Buddleja iresinoides

Scientific classification
- Kingdom: Plantae
- Clade: Tracheophytes
- Clade: Angiosperms
- Clade: Eudicots
- Clade: Asterids
- Order: Lamiales
- Family: Scrophulariaceae
- Genus: Buddleja
- Species: B. iresinoides
- Binomial name: Buddleja iresinoides (Griseb.) Hosseus
- Synonyms: Buddleja microcephala Rusby; Buddleja pendula R. E. Fr.; Buddleja pendula R. E. Fr. var. concolor L. B. Smith; Buddleja similis R. E. Fr.; Lippia iresinoides Griseb.;

= Buddleja iresinoides =

- Genus: Buddleja
- Species: iresinoides
- Authority: (Griseb.) Hosseus
- Synonyms: Buddleja microcephala Rusby, Buddleja pendula R. E. Fr., Buddleja pendula R. E. Fr. var. concolor L. B. Smith, Buddleja similis R. E. Fr., Lippia iresinoides Griseb.

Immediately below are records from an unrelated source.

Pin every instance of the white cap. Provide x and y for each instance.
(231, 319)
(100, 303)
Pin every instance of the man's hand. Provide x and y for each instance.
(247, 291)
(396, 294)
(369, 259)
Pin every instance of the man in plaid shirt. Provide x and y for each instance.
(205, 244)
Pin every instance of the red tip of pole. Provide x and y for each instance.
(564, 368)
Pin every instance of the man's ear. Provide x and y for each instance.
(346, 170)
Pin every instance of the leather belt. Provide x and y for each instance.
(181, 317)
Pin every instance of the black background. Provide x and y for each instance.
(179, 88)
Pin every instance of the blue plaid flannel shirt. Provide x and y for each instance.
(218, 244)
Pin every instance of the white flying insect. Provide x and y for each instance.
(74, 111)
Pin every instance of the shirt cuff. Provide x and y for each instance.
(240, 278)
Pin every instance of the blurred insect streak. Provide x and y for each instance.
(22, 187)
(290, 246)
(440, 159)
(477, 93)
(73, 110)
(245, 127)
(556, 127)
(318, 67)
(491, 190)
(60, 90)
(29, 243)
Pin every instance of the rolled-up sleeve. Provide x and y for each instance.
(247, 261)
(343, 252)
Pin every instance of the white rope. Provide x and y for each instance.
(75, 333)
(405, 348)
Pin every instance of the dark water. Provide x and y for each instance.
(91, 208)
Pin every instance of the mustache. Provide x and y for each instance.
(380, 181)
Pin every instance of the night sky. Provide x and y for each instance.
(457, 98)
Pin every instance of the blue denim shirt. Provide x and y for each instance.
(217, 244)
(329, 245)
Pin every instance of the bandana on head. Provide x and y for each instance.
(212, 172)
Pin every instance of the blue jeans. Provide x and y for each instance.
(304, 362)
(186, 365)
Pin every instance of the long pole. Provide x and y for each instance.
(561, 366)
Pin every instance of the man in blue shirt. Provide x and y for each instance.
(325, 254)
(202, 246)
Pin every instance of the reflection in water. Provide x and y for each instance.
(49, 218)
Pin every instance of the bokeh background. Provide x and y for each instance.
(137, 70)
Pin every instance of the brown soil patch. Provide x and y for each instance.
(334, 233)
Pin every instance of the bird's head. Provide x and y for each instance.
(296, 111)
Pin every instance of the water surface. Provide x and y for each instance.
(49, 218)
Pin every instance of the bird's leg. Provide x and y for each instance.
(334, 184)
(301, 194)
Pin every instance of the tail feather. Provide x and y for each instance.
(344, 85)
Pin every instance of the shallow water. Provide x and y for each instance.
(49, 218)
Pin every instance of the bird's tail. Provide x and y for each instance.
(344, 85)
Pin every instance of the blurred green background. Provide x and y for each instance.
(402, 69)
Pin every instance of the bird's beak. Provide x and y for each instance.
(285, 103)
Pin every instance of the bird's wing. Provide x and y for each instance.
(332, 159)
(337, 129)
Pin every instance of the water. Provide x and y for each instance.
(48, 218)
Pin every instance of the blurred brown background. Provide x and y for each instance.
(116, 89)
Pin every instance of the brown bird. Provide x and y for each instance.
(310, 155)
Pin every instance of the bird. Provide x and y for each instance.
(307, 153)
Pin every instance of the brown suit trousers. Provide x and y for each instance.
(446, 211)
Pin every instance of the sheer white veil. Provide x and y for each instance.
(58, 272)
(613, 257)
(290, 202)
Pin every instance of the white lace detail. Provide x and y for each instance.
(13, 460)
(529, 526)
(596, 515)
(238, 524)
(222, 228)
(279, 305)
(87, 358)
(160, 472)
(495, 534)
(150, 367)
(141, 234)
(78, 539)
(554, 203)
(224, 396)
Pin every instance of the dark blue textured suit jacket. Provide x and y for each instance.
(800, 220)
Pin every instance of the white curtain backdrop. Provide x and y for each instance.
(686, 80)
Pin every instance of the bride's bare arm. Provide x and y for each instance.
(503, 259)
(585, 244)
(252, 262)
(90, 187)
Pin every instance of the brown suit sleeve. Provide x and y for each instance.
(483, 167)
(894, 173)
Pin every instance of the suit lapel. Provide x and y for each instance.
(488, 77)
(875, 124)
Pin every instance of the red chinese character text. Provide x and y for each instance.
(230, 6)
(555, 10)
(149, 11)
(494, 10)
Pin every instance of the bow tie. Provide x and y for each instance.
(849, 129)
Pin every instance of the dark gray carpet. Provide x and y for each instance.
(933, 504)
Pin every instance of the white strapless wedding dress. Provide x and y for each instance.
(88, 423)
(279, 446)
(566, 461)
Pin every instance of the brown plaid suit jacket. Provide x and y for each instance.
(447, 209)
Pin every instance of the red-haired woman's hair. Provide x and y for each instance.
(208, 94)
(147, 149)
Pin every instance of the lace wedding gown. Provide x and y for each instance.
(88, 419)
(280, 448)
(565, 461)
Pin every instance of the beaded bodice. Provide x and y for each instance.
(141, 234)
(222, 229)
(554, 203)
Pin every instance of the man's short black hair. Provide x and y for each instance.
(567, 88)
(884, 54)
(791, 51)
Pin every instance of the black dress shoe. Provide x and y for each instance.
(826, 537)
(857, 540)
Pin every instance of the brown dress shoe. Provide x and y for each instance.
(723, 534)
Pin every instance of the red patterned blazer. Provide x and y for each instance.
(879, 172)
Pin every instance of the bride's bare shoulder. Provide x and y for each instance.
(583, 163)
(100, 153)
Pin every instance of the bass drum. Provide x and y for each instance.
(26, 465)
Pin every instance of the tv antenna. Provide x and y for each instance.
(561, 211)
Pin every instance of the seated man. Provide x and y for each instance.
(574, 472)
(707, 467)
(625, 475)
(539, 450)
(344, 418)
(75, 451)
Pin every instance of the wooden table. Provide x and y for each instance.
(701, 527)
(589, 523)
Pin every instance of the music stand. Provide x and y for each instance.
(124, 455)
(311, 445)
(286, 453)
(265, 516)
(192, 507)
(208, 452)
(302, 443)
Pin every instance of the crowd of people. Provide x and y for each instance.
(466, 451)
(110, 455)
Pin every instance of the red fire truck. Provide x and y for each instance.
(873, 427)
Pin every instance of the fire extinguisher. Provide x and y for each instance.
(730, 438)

Species of flowering plant

Buddleja iresinoides is a species of flowering plant in the family Scrophulariaceae. It is endemic to the rocky hillsides and stream banks of Bolivia and northern Argentina at altitudes from 300 to 1500 m. The species was correctly identified as a Buddleja and named by Hosseus in 1924.

==Description==
Buddleja iresinoides is a dioecious shrub 1 - 3 m, occasionally < 5 m, high with light grey finely-striated bark. The pendulous branches are subquadrangular, tomentulose or tomentose, bearing lanceolate to ovate leaves 5 - 15 cm long by 2 - 5 cm wide on 0.5 - 1.5 cm petioles, glabrous above and tomentose, tomentulose, or even glabrescent below. The cream inflorescence is paniculate, 10 - 15 cm long with two orders of branches, the flowers borne in small globose heads 4 - 6 mm in diameter and comprising 3 - 12 flowers. The corolla is < 2 mm long and of differing shape depending on the sex of the plant, which led Fries to mistakenly identify two separate species (see Synonyms).

==Cultivation==
The shrub is not known to be in cultivation.